1:49 Miles: It does, doesn't it? But in the world of data, an atomic value just means something that can’t be split any further without losing its meaning for your current task. Think about a cell that says "Red, Blue, Green." That’s a list, not an atomic value. If you want to count how many "Red" items you have, Excel’s standard count functions are going to struggle because they’re looking for a cell that *is* "Red," not a cell that *contains* it buried among other words.
2:17 Lena: Right, and I’ve seen this happen with names all the time. Someone puts "John Smith" in one cell. Now, if you just want to print a mailing label, maybe that’s fine. But what if you want to sort by last name? Or what if you want to send an email that starts with "Dear John" instead of "Dear John Smith"? Suddenly, that single cell is a problem.
2:34 Miles: Exactly! One of the sources I was looking at makes a great point about this—even something like a full name or a multi-part identification number can violate 1NF because it's not indivisible. If you have a serial number like "COMP-2026-NYC," and those parts represent a product category, a year, and a location, you should probably have three separate columns. Otherwise, you’re forcing yourself to use complex `LEFT`, `MID`, and `RIGHT` formulas every time you want to analyze data by year.
3:04 Lena: It’s like we’re making the computer do extra homework because we were too lazy to set up the columns correctly at the start. So, the first big rule is: each row-by-column value—what we call a cell—must contain exactly one value. No lists, no comma-separated strings, no "compound" values.
3:22 Miles: Precisely. And that leads directly into the second big pillar: no repeating groups. This is where most Excel users "commit spreadsheet," as one of our sources calls it. Imagine you’re tracking projects and you have columns for "Employee 1," "Employee 2," and "Employee 3."
3:39 Lena: Oh, I’ve done that! It seems so logical at the time. You think, "Well, a project usually has three people, so I'll just make three columns." But then what happens when a fourth person joins the team?
3:49 Miles: That’s the trap! You have to go in and manually alter the structure of your entire table. You’re adding a column, which might break your formulas or your pivot tables. In 1NF, you don't grow horizontally; you grow vertically. Instead of "Employee 1, 2, 3" as columns, you’d have multiple rows for the same project, each with a single employee name.
4:11 Lena: I can hear the objection already, Miles. "But then I’m repeating the Project Name over and over! Isn't that redundant?"
4:18 Miles: It feels redundant to the human eye, for sure. We like to see things once and then blank space below it. But for a computer, that repetition is actually "completeness." Rule number three is that every record must be complete unto itself. It shouldn't rely on the row above it for information. No merged cells! Merged cells are the absolute enemy of 1NF because they break the rule that the order of rows shouldn't matter.
4:44 Lena: That makes sense. If I sort a table with merged cells, everything breaks. The data becomes unmoored from its context.
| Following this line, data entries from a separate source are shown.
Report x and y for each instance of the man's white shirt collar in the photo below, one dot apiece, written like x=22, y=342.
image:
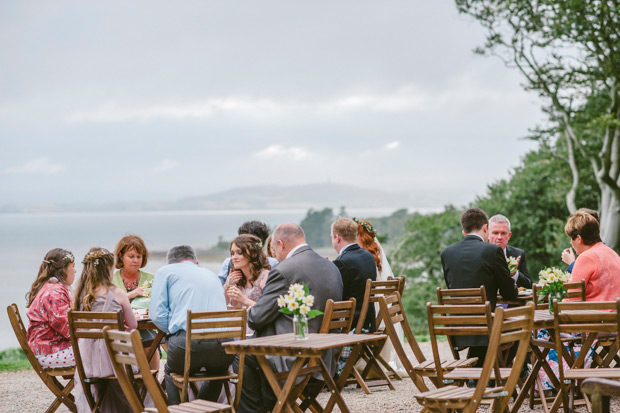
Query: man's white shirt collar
x=345, y=247
x=291, y=252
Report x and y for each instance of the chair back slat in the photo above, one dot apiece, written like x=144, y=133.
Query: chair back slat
x=338, y=316
x=89, y=325
x=461, y=296
x=125, y=351
x=504, y=332
x=594, y=318
x=576, y=291
x=456, y=320
x=374, y=290
x=390, y=308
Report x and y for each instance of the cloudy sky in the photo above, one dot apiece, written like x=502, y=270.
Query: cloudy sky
x=151, y=100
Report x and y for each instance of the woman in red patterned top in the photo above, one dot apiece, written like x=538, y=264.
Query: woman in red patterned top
x=49, y=301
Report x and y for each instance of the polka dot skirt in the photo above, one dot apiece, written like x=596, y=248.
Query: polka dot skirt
x=62, y=358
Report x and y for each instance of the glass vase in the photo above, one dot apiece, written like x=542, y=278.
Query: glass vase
x=300, y=326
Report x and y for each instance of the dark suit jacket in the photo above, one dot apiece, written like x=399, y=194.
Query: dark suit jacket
x=471, y=263
x=524, y=280
x=304, y=266
x=357, y=265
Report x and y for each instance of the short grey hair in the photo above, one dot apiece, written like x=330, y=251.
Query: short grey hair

So, to recap our foundation: one value per cell, no repeating columns like "Phone 1" and "Phone 2," and every row needs to be a unique, self-contained record.
5:01 Miles: Spot on. And that uniqueness is key. You need a primary key—a column or a combination of columns where the value is never duplicated and never empty. In a simple list of students, that might be a Student ID. If you don't have a unique identifier for every row, you don't have a way to reliably reference that data later.
5:23 Lena: It’s fascinating because once you follow these rules, you realize you aren't just "cleaning" data—you’re actually designing a system. It’s the difference between a pile of clothes on the floor and a wardrobe where everything has its own hanger.
5:36 Miles: I love that analogy. And just like a wardrobe, once it's organized, finding that one specific shirt—or in our case, that one specific data point—becomes effortless.